A campaign email sent last week by Sen. Kelly Loeffler, R-Ga., pitched a “digital grassroots movement” to counterbalance Democrats’ advantages online. The email said Republicans lost a Senate seat in Nevada in 2018 partially because 90% of Democrat Jacky Rosen’s emails were delivered to inboxes while incumbent Sen. Dean Heller had a 10% inbox rate.

Political texting “risks failing if it succeeds,” said one Democratic Party software executive.

Since sending texts is cheap or even free for campaigns, it’s something that candidates at every state, city and local race can adopt.

“When every campaign is texting people they don’t have a relationship with, at that volume it’s hard to believe there won’t be a backlash,” the Democratic tech exec said.

* * *

Breakout year for CTV

Dan Sinagoga, VP of political ad sales at Comcast’s Effectv, which recently rebranded from Spotlight, has overseen the cable company’s political business since before the 2008 presidential campaign.

But that didn’t prepare him for the political advertising landscape this year.

AdExchanger spoke to Sinagoga about what political advertising on linear TV, OTT and CTV looks like this year and how broadcasters and candidates are adapting to an election year without rallies or live events.

AdExchanger: Aside from the obvious, what’s different about political advertising this year?

DAN SINAGOGA: In 2018, the buzzword was “everything addressable.” This year the agencies are all asking for OTT and CTV resources.

We’re hearing campaigns are going to be budgeting as much as 25% toward OTT and CTV. That’s more than ever heard from agencies in previous elections for digital.

How has the coronavirus impacted spending and strategy so far?

One challenge is that there’s no live sports or programming.
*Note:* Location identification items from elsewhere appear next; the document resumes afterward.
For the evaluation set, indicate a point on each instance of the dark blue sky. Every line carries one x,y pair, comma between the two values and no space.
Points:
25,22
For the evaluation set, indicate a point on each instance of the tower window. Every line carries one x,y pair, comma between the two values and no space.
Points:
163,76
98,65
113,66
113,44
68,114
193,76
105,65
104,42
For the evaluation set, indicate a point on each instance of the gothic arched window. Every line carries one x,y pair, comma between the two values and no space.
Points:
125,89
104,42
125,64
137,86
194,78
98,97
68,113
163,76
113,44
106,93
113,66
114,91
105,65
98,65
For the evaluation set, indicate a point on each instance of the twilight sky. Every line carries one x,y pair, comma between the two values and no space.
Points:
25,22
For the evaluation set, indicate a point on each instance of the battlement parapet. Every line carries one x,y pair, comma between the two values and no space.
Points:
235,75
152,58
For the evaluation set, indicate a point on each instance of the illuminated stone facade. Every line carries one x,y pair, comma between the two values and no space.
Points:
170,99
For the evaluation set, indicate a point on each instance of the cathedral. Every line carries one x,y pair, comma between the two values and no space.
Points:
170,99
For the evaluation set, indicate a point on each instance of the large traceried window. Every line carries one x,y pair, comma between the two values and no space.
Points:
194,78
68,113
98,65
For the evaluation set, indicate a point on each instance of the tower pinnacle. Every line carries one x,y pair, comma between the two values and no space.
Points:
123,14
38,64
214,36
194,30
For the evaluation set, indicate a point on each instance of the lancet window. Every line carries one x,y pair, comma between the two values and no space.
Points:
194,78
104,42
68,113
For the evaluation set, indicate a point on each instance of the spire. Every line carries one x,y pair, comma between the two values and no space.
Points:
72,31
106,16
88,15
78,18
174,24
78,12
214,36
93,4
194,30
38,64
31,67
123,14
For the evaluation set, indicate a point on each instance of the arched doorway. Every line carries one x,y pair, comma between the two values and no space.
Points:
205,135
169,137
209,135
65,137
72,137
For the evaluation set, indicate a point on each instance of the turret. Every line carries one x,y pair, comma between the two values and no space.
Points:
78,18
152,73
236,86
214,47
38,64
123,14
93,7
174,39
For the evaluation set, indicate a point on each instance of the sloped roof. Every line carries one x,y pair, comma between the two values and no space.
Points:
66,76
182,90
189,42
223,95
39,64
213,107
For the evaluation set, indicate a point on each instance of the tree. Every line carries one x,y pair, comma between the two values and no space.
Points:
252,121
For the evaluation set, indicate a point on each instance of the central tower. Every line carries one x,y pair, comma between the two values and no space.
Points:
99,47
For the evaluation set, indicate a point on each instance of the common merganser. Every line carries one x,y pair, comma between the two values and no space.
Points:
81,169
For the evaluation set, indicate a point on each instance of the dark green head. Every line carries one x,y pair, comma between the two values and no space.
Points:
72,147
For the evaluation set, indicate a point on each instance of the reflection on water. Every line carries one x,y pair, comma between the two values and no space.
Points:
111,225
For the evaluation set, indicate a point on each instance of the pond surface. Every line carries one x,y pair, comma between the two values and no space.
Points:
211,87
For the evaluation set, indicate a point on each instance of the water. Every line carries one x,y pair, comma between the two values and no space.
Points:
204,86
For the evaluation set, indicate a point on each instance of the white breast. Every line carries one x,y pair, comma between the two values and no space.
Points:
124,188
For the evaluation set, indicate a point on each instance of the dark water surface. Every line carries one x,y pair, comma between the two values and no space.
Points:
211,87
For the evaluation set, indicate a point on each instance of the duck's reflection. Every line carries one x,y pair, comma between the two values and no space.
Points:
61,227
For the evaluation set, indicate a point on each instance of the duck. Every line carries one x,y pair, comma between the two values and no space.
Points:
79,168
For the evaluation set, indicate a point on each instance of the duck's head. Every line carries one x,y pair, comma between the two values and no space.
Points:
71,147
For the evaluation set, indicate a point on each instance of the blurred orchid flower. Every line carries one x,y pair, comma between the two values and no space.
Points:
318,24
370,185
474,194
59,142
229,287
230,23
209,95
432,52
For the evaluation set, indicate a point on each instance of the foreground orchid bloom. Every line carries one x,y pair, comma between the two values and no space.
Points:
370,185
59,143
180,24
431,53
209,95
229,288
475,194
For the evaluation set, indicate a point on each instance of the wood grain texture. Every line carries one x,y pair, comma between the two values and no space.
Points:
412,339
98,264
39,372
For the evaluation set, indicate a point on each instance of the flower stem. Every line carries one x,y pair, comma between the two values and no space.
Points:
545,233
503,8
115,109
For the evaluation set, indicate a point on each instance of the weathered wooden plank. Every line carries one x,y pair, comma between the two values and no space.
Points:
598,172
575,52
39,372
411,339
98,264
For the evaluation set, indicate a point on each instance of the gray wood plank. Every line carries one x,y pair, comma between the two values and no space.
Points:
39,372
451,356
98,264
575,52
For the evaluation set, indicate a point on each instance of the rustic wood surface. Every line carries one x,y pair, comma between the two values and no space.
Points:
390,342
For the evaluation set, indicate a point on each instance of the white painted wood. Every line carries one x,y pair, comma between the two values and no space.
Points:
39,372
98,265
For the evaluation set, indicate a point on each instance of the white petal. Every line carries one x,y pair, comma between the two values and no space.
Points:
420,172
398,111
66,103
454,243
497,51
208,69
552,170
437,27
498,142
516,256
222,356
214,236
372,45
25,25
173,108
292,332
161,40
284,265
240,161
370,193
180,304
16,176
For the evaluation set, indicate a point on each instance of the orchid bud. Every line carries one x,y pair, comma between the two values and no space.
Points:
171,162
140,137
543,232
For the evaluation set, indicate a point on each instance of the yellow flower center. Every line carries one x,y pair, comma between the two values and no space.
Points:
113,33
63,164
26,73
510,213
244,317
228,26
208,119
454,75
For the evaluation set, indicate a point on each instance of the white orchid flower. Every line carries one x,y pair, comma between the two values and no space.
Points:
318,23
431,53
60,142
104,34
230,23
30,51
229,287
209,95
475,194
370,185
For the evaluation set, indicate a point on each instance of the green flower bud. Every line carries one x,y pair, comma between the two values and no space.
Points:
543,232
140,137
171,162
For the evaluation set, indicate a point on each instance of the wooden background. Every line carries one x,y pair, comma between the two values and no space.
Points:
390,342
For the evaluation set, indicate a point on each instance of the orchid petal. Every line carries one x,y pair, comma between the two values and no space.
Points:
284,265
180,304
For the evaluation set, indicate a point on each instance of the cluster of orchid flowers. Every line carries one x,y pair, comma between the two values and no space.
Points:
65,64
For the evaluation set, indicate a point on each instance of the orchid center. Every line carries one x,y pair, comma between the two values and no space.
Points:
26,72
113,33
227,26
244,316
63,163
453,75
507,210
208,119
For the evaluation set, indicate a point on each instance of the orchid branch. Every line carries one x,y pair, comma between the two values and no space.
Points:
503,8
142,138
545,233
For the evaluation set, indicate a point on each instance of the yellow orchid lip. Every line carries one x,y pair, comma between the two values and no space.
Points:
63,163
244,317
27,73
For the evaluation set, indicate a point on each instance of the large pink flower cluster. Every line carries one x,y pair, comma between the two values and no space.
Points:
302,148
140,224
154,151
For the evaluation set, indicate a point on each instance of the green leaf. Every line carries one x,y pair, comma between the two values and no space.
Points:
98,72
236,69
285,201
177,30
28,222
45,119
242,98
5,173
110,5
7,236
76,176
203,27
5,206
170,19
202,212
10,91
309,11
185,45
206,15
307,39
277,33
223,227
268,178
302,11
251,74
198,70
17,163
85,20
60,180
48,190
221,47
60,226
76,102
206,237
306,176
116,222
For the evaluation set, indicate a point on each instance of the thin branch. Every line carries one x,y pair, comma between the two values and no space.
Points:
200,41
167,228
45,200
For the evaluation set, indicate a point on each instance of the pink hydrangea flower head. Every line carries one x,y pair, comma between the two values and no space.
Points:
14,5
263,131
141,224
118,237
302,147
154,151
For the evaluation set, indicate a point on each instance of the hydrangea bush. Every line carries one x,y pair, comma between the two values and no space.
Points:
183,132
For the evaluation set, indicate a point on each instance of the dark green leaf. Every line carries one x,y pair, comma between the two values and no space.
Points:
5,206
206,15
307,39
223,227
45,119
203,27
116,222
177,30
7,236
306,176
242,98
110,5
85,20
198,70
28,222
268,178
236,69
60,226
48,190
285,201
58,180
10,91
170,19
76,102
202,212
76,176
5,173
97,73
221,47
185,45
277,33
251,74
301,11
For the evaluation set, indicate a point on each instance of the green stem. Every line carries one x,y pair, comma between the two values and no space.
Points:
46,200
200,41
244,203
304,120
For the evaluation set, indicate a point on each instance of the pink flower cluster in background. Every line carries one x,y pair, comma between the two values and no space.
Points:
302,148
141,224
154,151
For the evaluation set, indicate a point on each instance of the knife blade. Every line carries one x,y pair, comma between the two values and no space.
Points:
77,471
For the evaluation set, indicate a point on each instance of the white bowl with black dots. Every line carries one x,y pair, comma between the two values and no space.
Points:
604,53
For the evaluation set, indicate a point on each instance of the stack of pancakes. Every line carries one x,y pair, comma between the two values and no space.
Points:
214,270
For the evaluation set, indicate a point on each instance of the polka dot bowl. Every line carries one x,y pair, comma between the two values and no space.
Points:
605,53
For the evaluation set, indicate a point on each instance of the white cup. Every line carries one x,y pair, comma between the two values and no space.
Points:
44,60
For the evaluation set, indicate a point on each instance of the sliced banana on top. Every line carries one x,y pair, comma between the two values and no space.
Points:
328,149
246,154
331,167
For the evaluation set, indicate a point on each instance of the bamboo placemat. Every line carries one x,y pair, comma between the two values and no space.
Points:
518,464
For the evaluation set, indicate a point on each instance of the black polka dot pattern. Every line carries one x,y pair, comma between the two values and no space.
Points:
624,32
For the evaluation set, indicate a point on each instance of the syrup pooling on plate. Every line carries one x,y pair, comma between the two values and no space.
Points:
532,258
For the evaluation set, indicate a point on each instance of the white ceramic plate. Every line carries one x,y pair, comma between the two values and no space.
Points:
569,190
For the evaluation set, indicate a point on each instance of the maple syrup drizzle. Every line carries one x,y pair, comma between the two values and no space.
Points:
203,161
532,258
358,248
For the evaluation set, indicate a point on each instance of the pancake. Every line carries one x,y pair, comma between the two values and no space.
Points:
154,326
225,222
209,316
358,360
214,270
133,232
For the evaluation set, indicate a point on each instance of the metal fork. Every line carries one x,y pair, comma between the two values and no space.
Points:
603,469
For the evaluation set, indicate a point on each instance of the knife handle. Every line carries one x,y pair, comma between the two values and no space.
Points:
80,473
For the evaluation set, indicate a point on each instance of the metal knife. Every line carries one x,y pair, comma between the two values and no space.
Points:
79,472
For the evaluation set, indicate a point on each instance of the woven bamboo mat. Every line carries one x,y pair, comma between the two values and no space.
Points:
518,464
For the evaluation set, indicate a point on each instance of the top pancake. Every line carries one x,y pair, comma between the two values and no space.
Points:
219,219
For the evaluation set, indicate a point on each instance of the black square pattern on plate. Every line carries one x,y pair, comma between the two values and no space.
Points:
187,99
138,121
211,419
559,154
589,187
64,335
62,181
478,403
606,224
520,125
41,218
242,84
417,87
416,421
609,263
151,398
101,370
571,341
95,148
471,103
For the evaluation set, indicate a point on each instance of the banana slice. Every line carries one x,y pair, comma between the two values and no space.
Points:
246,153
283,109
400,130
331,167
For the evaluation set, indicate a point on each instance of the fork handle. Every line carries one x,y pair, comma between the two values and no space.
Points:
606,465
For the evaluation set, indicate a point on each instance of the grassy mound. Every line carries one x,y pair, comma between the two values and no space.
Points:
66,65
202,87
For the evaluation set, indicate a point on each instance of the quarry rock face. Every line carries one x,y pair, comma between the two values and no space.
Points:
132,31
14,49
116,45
That’s cratered any opportunity to take advantage of the NBA or NHL playoffs or MLB opening games. The Monday Night Football broadcast the day before the election is considered the best lakefront property in campaign advertising. Will that happen?

These changes definitely challenge the typical ad reservations. And the event-based advertising is in the air.

What do you mean?

The money follows where the candidate goes to maximize exposure and get a sense of whether the message is resonating. That’s something we’ve seen pretty consistently since Obama’s campaign in 2008.

It’s an unexpected dynamic that the election is entering more of a primary election mode now, instead of going to the convention later in the summer.

Does that mean we’ll start to see more reserved buys?

I think so. The big reserve spenders are the super PACs. Candidates are on the fundraising trail and spend what they take in. They don’t have the luxury of looking forward and making reservations in the fall.

On the Republican side, there are plenty of PACs. There are some active on the Democratic side, but the primary candidates mostly opted not to take on a super PAC. That levels out now that Biden is essentially the nominee and has endorsed a PAC.

One dynamic that is different is the Trump campaign. They’ve dramatically outraised the Biden campaign and have been able to let the Democratic field go at each other while making pricey reservations (like a Super Bowl spot and YouTube masthead on Election Day).

* * *

• Michael Bloomberg’s digital media agency, Hawkfish, is still at the center of Democratic Party in-fighting, as the Biden team splits on whether to take the enticing resources at a bargain or go with younger operatives with more experience in previous campaigns.

• The liberal candidate Judge Jill Karofsky won a hard-fought state Supreme Court seat in Wisconsin earlier this month. It was the first time voters went to polling booths since before the coronavirus pandemic hit the United States. Republicans pressed to hold the election because the expected turnout would be down in liberal strongholds such as Milwaukee, while conservatives were more open to leaving their homes.

That hypothesis was sound. Karofsky won by performing 10% better with mail-in votes than in-person voters. One judicial race isn’t a trend, but candidates across the parties and other branches of government will remember that skew as they plan for much higher levels of voting by mail this year.